La pobreza energética se ha convertido en uno de los problemas sociales más apremiantes en España, afectando a un número significativo de hogares que luchan por mantener un nivel de confort térmico adecuado. Recientemente, la Fundación Naturgy ha presentado un informe que destaca la efectividad de sus programas de acompañamiento y formación para familias vulnerables, revelando que los hogares que han participado en su Escuela de Energía han logrado un ahorro medio de 467 euros. Este dato es un claro indicador de cómo la educación y el asesoramiento pueden ser herramientas poderosas en la lucha contra la pobreza energética.
### Impacto de la Escuela de Energía
El informe, presentado en Madrid, subraya la importancia de la formación como una de las claves para mitigar la pobreza energética. La Escuela de Energía ha llevado a cabo más de 3.800 talleres y casi 44.000 formaciones en 925 municipios, logrando que el uso del bono social eléctrico aumente del 12% al 55% entre las familias atendidas. Este incremento en la utilización del bono social es un paso fundamental para garantizar que más hogares accedan a tarifas eléctricas más asequibles, lo que a su vez contribuye a mejorar su calidad de vida.
Sin embargo, el informe también revela que la pobreza energética oculta sigue siendo un problema estructural. Un 40% de los hogares analizados gasta menos de una cuarta parte de lo necesario para mantener un confort térmico básico, lo que indica una situación de pobreza energética severa. Aunque las intervenciones de rehabilitación exprés han logrado un ahorro energético medio del 6%, este porcentaje es insuficiente para revertir las situaciones más críticas. La brecha económica entre los hogares en pobreza energética oculta se ha reducido ligeramente, pero aún queda un largo camino por recorrer.
### Estrategias para Combatir la Pobreza Energética
El estudio VAREX-2024, elaborado por el Instituto de Investigación Tecnológica y la Cátedra de Energía y Pobreza de la Universidad Pontificia Comillas, ha evaluado el impacto de diversas intervenciones de rehabilitación y microeficiencia. Las medidas más efectivas han sido el aislamiento de muros y la sustitución de ventanas y electrodomésticos. Por otro lado, las intervenciones de microeficiencia, aunque mostraron resultados modestos de manera individual, resultaron significativas cuando se implementaron en conjunto, alcanzando un ahorro del 9% en hogares que recibieron un kit completo de microeficiencia.
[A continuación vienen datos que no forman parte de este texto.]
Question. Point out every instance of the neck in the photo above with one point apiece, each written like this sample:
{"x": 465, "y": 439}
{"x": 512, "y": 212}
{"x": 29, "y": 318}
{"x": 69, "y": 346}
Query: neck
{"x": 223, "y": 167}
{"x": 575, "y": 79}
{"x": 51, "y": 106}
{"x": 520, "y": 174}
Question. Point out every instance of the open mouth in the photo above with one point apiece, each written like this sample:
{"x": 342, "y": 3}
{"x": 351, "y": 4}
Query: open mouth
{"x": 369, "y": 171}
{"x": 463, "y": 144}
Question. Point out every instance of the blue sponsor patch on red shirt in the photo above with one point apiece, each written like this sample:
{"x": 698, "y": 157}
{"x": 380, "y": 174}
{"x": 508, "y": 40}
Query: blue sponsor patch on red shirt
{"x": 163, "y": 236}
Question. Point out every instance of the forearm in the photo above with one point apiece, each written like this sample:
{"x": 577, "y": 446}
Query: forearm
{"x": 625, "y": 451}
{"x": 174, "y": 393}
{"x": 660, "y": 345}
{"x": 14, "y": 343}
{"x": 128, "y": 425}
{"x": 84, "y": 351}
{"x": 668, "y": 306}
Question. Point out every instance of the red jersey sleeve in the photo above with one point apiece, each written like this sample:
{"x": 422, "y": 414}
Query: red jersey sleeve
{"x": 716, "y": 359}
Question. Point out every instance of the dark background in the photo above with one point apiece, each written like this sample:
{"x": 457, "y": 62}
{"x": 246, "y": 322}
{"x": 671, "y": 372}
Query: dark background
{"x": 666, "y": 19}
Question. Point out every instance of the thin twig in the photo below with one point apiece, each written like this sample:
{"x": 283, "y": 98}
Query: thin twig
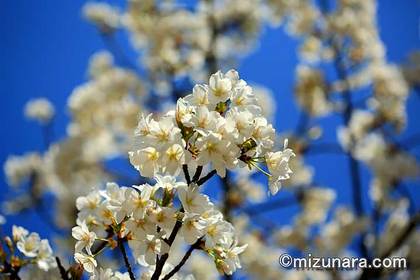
{"x": 61, "y": 268}
{"x": 197, "y": 173}
{"x": 206, "y": 178}
{"x": 196, "y": 245}
{"x": 126, "y": 261}
{"x": 186, "y": 173}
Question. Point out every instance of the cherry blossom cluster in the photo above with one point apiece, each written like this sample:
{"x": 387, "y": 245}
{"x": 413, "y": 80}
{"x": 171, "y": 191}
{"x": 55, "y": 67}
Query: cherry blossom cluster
{"x": 25, "y": 249}
{"x": 146, "y": 217}
{"x": 219, "y": 124}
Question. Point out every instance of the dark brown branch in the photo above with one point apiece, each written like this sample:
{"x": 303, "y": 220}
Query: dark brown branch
{"x": 197, "y": 173}
{"x": 126, "y": 261}
{"x": 61, "y": 268}
{"x": 162, "y": 260}
{"x": 196, "y": 245}
{"x": 206, "y": 178}
{"x": 186, "y": 173}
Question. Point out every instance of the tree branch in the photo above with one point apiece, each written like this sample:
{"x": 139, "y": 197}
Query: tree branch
{"x": 61, "y": 268}
{"x": 196, "y": 245}
{"x": 206, "y": 178}
{"x": 126, "y": 261}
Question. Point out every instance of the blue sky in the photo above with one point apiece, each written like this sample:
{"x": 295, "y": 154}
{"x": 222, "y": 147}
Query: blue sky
{"x": 44, "y": 50}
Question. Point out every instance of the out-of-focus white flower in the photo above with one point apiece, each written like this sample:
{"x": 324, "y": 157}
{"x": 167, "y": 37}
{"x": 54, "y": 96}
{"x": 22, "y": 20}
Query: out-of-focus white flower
{"x": 45, "y": 258}
{"x": 278, "y": 165}
{"x": 29, "y": 244}
{"x": 85, "y": 237}
{"x": 40, "y": 109}
{"x": 88, "y": 262}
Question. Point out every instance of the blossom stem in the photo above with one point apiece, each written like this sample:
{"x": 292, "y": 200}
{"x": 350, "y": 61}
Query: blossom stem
{"x": 197, "y": 173}
{"x": 196, "y": 245}
{"x": 126, "y": 261}
{"x": 260, "y": 169}
{"x": 62, "y": 270}
{"x": 162, "y": 260}
{"x": 206, "y": 178}
{"x": 186, "y": 173}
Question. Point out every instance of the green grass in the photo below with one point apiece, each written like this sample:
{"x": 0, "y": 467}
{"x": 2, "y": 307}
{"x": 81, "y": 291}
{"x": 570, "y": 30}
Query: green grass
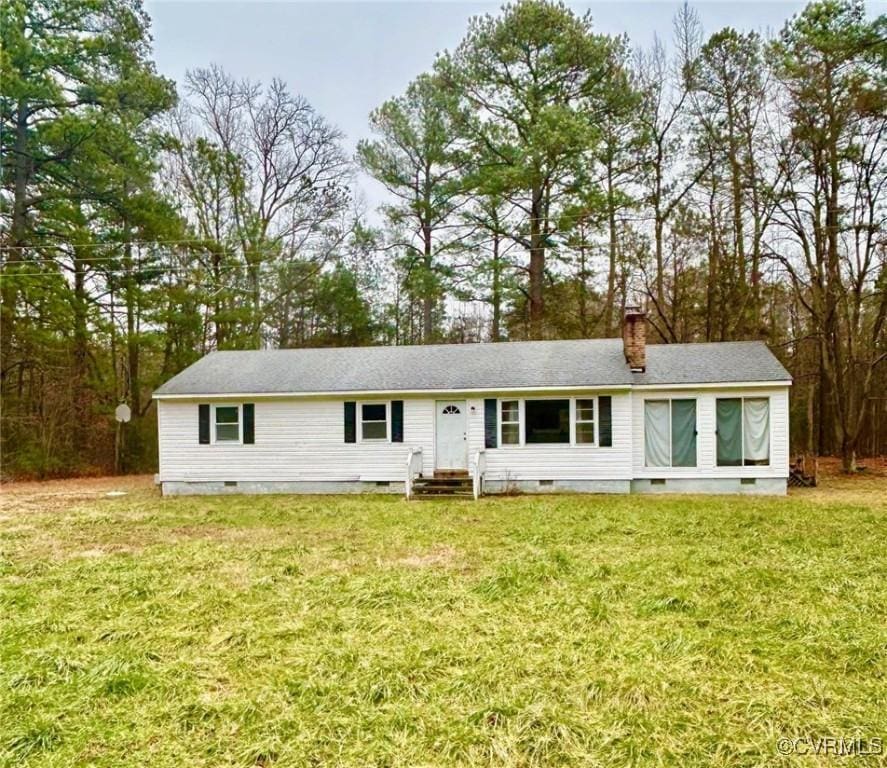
{"x": 367, "y": 631}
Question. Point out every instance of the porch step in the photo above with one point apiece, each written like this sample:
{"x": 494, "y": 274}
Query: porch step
{"x": 444, "y": 485}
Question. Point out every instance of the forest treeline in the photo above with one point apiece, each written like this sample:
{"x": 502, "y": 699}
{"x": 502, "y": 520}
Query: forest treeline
{"x": 539, "y": 177}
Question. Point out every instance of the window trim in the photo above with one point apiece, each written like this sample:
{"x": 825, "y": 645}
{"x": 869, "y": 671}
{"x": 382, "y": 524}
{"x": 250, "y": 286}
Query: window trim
{"x": 520, "y": 421}
{"x": 522, "y": 424}
{"x": 213, "y": 424}
{"x": 360, "y": 420}
{"x": 669, "y": 400}
{"x": 574, "y": 421}
{"x": 742, "y": 399}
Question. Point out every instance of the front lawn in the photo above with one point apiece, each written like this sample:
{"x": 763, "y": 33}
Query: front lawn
{"x": 368, "y": 631}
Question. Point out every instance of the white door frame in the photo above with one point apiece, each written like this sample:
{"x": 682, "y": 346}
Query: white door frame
{"x": 456, "y": 458}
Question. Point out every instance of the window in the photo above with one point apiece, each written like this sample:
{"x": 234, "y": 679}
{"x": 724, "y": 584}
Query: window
{"x": 585, "y": 421}
{"x": 374, "y": 421}
{"x": 227, "y": 423}
{"x": 510, "y": 422}
{"x": 548, "y": 421}
{"x": 743, "y": 431}
{"x": 670, "y": 433}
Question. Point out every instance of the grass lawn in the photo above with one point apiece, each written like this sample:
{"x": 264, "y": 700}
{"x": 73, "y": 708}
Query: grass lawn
{"x": 368, "y": 631}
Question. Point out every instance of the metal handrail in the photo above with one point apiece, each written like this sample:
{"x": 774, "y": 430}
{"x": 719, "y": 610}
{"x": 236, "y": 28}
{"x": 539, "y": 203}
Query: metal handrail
{"x": 412, "y": 469}
{"x": 480, "y": 471}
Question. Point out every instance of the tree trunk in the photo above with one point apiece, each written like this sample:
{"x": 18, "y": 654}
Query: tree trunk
{"x": 17, "y": 237}
{"x": 537, "y": 266}
{"x": 428, "y": 292}
{"x": 496, "y": 294}
{"x": 609, "y": 319}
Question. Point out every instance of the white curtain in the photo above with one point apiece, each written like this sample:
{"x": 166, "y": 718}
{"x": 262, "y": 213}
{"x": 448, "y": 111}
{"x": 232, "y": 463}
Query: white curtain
{"x": 656, "y": 443}
{"x": 756, "y": 430}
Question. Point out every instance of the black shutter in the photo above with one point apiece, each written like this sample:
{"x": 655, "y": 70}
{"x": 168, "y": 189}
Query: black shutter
{"x": 203, "y": 431}
{"x": 249, "y": 423}
{"x": 397, "y": 421}
{"x": 350, "y": 422}
{"x": 490, "y": 425}
{"x": 605, "y": 429}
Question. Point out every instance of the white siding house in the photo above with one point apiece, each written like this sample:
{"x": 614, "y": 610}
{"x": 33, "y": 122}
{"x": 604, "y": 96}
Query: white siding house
{"x": 591, "y": 415}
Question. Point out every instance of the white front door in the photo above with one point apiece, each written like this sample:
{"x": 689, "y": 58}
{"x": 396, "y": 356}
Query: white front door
{"x": 451, "y": 435}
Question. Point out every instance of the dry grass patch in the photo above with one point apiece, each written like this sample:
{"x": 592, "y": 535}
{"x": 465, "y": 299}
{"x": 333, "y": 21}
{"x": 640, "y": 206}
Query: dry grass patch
{"x": 358, "y": 631}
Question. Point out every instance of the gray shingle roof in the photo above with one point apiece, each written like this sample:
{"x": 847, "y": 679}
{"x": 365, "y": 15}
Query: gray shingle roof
{"x": 543, "y": 364}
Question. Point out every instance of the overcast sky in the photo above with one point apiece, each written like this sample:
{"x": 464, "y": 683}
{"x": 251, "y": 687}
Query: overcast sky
{"x": 346, "y": 58}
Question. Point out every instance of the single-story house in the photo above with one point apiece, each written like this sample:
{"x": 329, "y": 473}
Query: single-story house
{"x": 602, "y": 415}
El informe también destaca que el impacto de estas intervenciones varía según la región. Ceuta y Madrid han mostrado las mayores reducciones en el gasto energético tras las intervenciones, mientras que Alicante ha tenido resultados más modestos. Esto pone de manifiesto la necesidad de adaptar las estrategias a las condiciones climáticas y estructurales de cada territorio, asegurando que las soluciones sean efectivas y sostenibles.
Las conclusiones del informe se alinean con la nueva Estrategia Nacional contra la Pobreza Energética (ENPE 2026-2030), que busca reforzar las políticas de rehabilitación. Se propone escalar las intervenciones estructurales y diseñar mecanismos de financiación pública que permitan abordar reformas más profundas en los hogares vulnerables. Además, se plantea la necesidad de mejorar el análisis del problema mediante un seguimiento más exhaustivo, incorporando indicadores de gasto desproporcionado y condiciones inadecuadas de vivienda.
La colaboración entre administraciones públicas, ONG y empresas es fundamental para ampliar la cobertura de los programas de apoyo. Durante la presentación del informe, Víctor Marcos Morell, director general de Planificación y Coordinación Energética del MITECO, enfatizó la importancia de los datos para tomar decisiones informadas y efectivas. Agradeció la colaboración de la Fundación Naturgy y destacó que el gasto energético medio ha disminuido en los hogares con rentas más bajas, a pesar de que el salario mínimo ha aumentado un 54% en los últimos años.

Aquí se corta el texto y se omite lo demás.